Yesterday a gang of reporters at the Washington Post, including Ellen Nakashima, released an article that Rudy Giuliani claims is totally false. This is not the first time Nakashima was behind dirty false hit pieces on conservatives.
Here is the lead paragraph for the Washington Post’s piece written at least in part by Nakashima on Rudy Giuliani:
The FBI warned Rudolph W. Giuliani in late 2019 that he was the target of a Russian influence operation aimed at circulating falsehoods intended to damage President Biden politically ahead of last year’s election, according to people familiar with the matter.
From the start we can see a problem in this piece because it’s referencing “people familiar with the matter” and not giving any kind of indication whether they are senior officials or just a DOJ intern who heard it as a watercooler rumor.
Here’s how the Post lays out their second paragraph:
The warning was part of an extensive effort by the bureau to alert members of Congress and at least one conservative media outlet, One America News, that they faced a risk of being used to further Russia’s attempt to influence the election’s outcome, said several current and former U.S. officials. All spoke on the condition of anonymity because the matter remains highly sensitive.
The problem for Nakashima again is Rudy was on with Steve Bannon yesterday and he claimed he never was approached by the FBI. This completely blows away the WaPo’s bogus piece.
We wrote about Washington Post reporter Nakashima before.
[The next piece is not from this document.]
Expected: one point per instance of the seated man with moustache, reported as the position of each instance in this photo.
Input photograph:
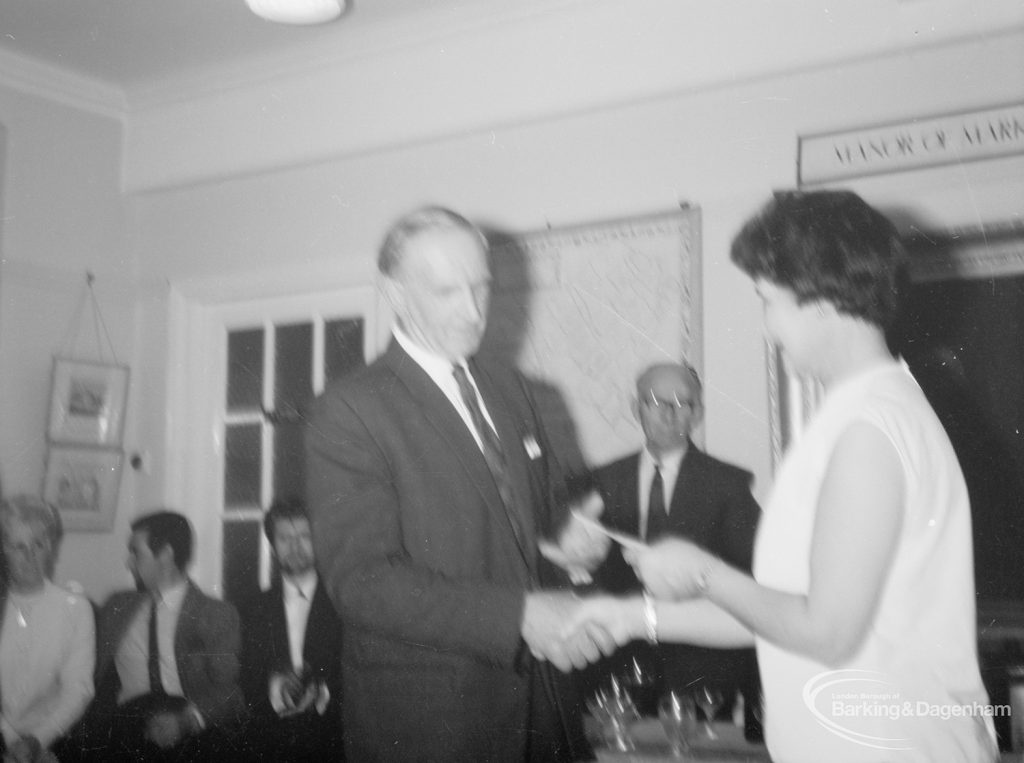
(291, 654)
(668, 488)
(167, 664)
She was used to dump a false report about Trump team member Richard Grennell and she was the spark behind the bogus Russia-Collusion lies.
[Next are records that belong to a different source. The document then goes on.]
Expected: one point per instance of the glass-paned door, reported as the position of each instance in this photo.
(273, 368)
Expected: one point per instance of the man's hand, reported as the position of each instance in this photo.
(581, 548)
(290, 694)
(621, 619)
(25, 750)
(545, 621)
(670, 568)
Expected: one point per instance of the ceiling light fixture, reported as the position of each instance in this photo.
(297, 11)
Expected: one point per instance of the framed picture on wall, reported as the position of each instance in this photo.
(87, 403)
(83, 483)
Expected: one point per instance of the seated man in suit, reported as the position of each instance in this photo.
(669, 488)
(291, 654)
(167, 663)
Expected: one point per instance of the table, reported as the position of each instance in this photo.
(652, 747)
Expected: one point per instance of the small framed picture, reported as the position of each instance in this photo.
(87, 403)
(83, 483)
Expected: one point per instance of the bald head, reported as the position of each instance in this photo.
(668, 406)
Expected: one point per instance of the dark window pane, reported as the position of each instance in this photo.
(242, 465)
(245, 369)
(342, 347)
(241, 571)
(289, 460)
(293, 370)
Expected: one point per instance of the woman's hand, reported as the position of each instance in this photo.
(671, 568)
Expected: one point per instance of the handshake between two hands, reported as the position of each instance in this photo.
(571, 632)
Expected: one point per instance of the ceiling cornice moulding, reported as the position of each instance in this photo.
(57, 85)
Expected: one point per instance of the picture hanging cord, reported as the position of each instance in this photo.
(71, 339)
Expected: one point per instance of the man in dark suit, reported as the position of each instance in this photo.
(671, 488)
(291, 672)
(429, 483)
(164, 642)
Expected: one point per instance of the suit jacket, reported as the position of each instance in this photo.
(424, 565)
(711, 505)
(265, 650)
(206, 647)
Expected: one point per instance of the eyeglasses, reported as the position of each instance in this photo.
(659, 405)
Nakashima was one of the first, if not the first, to claim Russian hacking of the DNC. The good Deep State pundit reported that the firm Crowdstrike had uncovered this information.
Russian government hackers penetrated the computer network of the Democratic National Committee and gained access to the entire database of opposition research on GOP presidential candidate Donald Trump, according to committee officials and security experts who responded to the breach.